Operating-model barriers
For traditional banks looking to offer digital versions, it’s hard to ignore the internal problem of existing core-banking systems and on-premise technology (for disseminating credit cards, say).

“Legacy tech systems are poisonous to the pure digital plan,” Jonker said, both out of a sense that ops departments want to get their money’s worth after spending millions on their I.T., and because it’s costly and hard to get that infrastructure to work with new tech.

This is why CBA opted to acquire Tyme in 2015, a fintech founded by Jonker in 2012, and run it as a separate business as TymeDigital, rather than attempt this as an in-house initiative.

But even for players without legacy infrastructure, or traditional banks that work out a digital solution, distribution (or cost of customer acquisition) remains another obstacle. Pure-play digital can’t get around the need for customers to initiate cash into the system, or hand over a document for compliance purposes, or take custody of a card.

Tradeoffs: just how digital?
In other words, there are strategic tradeoffs: how pure can a digital player be?

“There are limits,” Jonker said. “What physical things you decide to do, and how, have profound consequences on the business. This is where digital banks fall down.”

For TymeDigital, CBA decided it would never open a branch, manage customer cash, or collect paper. But it still needed some form of physical presence, so it teamed up with a retailer in South Africa present nationwide, and set up kiosks in the stores. (It has kiosks live in Indonesia too, where it is working with multiple partners.)

This is where people go to set up an account, provide data or biometric information, collect debt cards, and deposit or withdraw cash.

“It’s a light footprint,” Jonker said, musing that in countries that eventually abandon credit cards, the kiosks might one day disappear. “Our ambition is to be purely digital, so the kiosks are a stepping stone,” he said.

Hong Kong horizon?
Meanwhile, CBA is reviewing markets for Tyme’s third debut, be it another emerging market or something else – perhaps a place like Hong Kong, where virtual banking licenses will become available this year.

Jonker says the bank wants a market with predictable regulators, and with eager and capable partners (such as retailers, mobile operators or data analytics companies).

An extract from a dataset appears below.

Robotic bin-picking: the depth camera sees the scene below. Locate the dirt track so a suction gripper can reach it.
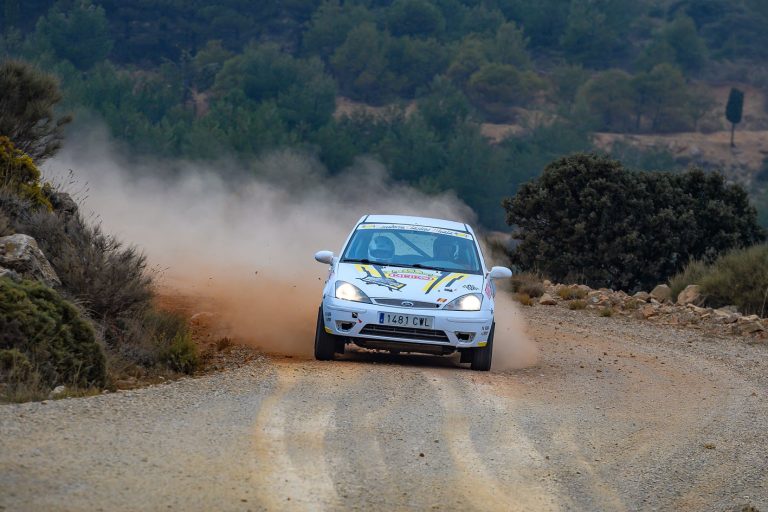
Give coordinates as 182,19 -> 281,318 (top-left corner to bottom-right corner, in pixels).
0,307 -> 768,511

Although he says China is not on the shortlist (“We’d try to learn from them, not compete with them”), Hong Kong could fit the bill. It lags emerging markets in payments and banking tech, the virtual bank license regime will open the door, and it offers high-quality regulatory standards.

Jonker says the decision could come down to how the territory’s regulators facilitate digital customer onboarding and loan origination. For example, the HKMA might issue good regulations, but little details such as other government departments insisting on physical chops on documents can hold up well-intended reforms.

“Customers are less tolerant of roadblocks,” Jonker said. “Both regulators and businesspeople tend to underestimate the extent to which small barriers will undermine the customer’s willingness to try something new. I hope regulations here will evolve with this level of detail in mind – not just for virtual banking, but for KYC.”